Just something I was wondering today(like you do).


----------



## EddieB (May 13, 2006)

I believe as long as you are on public property you own the right to the photo.


----------



## alexj (Apr 12, 2012)

EddieB said:


> I believe as long as you are on public property you own the right to the photo.


That is correct, there are a few exceptions

http://www.bipp.com/Default.aspx?tabid=89


----------



## Bero (Mar 9, 2008)

Just consider the Facebook, twitter, istgram or photobucket Ts and Cs before you upload it onto there.

I recall a backlash due to twitter and possibly FB Ts and Cs after they effectively own the rights to photos uploaded onto their system.


----------



## alexj (Apr 12, 2012)

Bero said:


> Just consider the Facebook, twitter, istgram or photobucket Ts and Cs before you upload it onto there.
> 
> I recall a backlash due to twitter and possibly FB Ts and Cs after they effectively own the rights to photos uploaded onto their system.

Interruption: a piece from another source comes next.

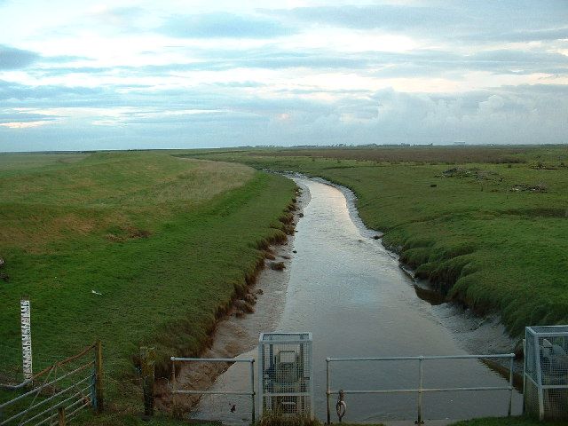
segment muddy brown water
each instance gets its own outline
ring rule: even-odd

one of the reasons I dont use facebook, have you ever tried leaving !


----------



## Bero (Mar 9, 2008)

alexj said:


> one of the reasons I dont use facebook, have you ever tried leaving !


You just click delete?! A couple friends have done it without a problem.


----------



## TRN Ent (Nov 16, 2008)

Bero said:


> Just consider the Facebook, twitter, istgram or photobucket Ts and Cs before you upload it onto there.
> 
> I recall a backlash due to twitter and possibly FB Ts and Cs after they effectively own the rights to photos uploaded onto their system.


I read something ages ago about this, and I think the reason was partly due to people who could download one of your photos onto their computer then reupload it on their account.
If you owned the copyright to that photo I imagine it could cause a lot of problems, so it's kind of easier for them to own the rights to photos uploaded.

Tom.


----------



## alexj (Apr 12, 2012)

They own your content, and will sell it for a profit

I thought it was very amusing when facebooks chares were launched and then they were devalued very shortly after ! 

Pure greed....but if you like it thats fine by me


----------



## alexj (Apr 12, 2012)

Bero said:


> You just click delete?! A couple friends have done it without a problem.


When I left I had to write a special email to admin, took ages


----------



## Ninja59 (Feb 17, 2009)

like anything on is no longer owned by you...


----------